La reflazione favorisce linker e mercati emergenti
Guardando allo scenario globale, credo che vada detto che l’amministrazione Trump sta procedendo con il suo programma reflazionistico. Alimentare la crescita e tagliare le imposte erano gli obiettivi fondamentali dopo le elezioni. Un’America più forte, anche grazie alla deregolamentazione e alla riforma fiscale, trainerà la crescita globale un po’ più a lungo. Considerata la situazione nei mercati del lavoro e che parte del piano consiste nel limitare la libera circolazione delle persone e delle merci, l’agenda di Trump produrrà qualche effetto negativo sul fronte dell’offerta e positivo sul fronte della domanda. Questo comporterà un aumento dell’inflazione (a causa dei dazi all’importazione, dovuti all’approccio protezionistico, e dell’aumento dei salari, se i controlli sull’immigrazione limiteranno l’elasticità del mercato del lavoro). Dunque, personalmente credo che le obbligazioni indicizzate all’inflazione dovrebbero fare bene. E’ bene puntare anche sul debito dei mercati emergenti – fa notare Iggo _ che scambia con un rendimento in dollari tra il 5,5% e il 6,0%. Fintanto che la crescita globale resta robusta e i prezzi delle materie prime relativamente stabili, non c’è motivo di credere che i mercati emergenti faticheranno. Certo, potrebbe esserci qualche ripercussione sugli scambi commerciali ma a questo punto, sul fronte protezionistico, Washington sembra più un cane che abbaia ma non morde.
Il graduale ritorno del reddito
Ci troviamo in un mercato obbligazionario ribassista per cui il rischio di una perdita in termini di rendimento complessivo è maggiore rispetto agli ultimi anni. Ma non stiamo parlando di perdite del 20% come quelle che otterremmo in una fase ribassista del mercato azionario. Gradualmente le cedole sulle nuove emissioni aumenteranno e gli investitori obbligazionari inizieranno a ricevere di nuovo delle cedole più alte. Nel frattempo, un posizionamento attivo può servire a contenere le perdite di capitale; difficilmente le banche centrali provocheranno uno shock sui mercati.
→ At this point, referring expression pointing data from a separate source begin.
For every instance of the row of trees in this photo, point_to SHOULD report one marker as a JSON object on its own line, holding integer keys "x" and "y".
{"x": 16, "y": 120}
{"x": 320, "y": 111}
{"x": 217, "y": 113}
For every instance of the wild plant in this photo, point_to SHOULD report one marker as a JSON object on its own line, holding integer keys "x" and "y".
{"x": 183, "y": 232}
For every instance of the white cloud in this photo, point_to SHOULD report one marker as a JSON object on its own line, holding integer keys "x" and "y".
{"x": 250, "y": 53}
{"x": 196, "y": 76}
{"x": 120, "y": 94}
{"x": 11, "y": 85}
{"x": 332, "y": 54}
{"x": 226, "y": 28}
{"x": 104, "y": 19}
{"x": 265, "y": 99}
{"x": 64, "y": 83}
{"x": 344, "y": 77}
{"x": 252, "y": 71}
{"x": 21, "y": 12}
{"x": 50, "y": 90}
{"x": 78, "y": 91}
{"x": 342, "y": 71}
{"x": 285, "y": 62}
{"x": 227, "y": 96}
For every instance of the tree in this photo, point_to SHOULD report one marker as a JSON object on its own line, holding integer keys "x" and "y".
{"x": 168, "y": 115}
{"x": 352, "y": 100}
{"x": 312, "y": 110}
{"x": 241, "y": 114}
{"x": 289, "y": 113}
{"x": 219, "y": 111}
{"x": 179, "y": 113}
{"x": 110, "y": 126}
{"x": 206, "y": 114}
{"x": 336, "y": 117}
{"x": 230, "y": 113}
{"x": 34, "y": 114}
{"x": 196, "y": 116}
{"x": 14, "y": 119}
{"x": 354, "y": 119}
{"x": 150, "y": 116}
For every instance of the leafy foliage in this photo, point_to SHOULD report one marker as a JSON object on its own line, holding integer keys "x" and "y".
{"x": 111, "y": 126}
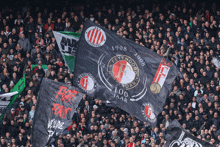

Finché la crescita continua e i mercati azionari non entrano veramente nel panico, le componenti a più alto beta del reddito fisso dovrebbero cavarsela – conclude Iggo -. Dunque, un’esposizione sull’high yield e sul reddito fisso dei mercati emergenti resta interessante, ancor più dopo l’aumento dei rendimenti registrato dall’inizio dell’anno.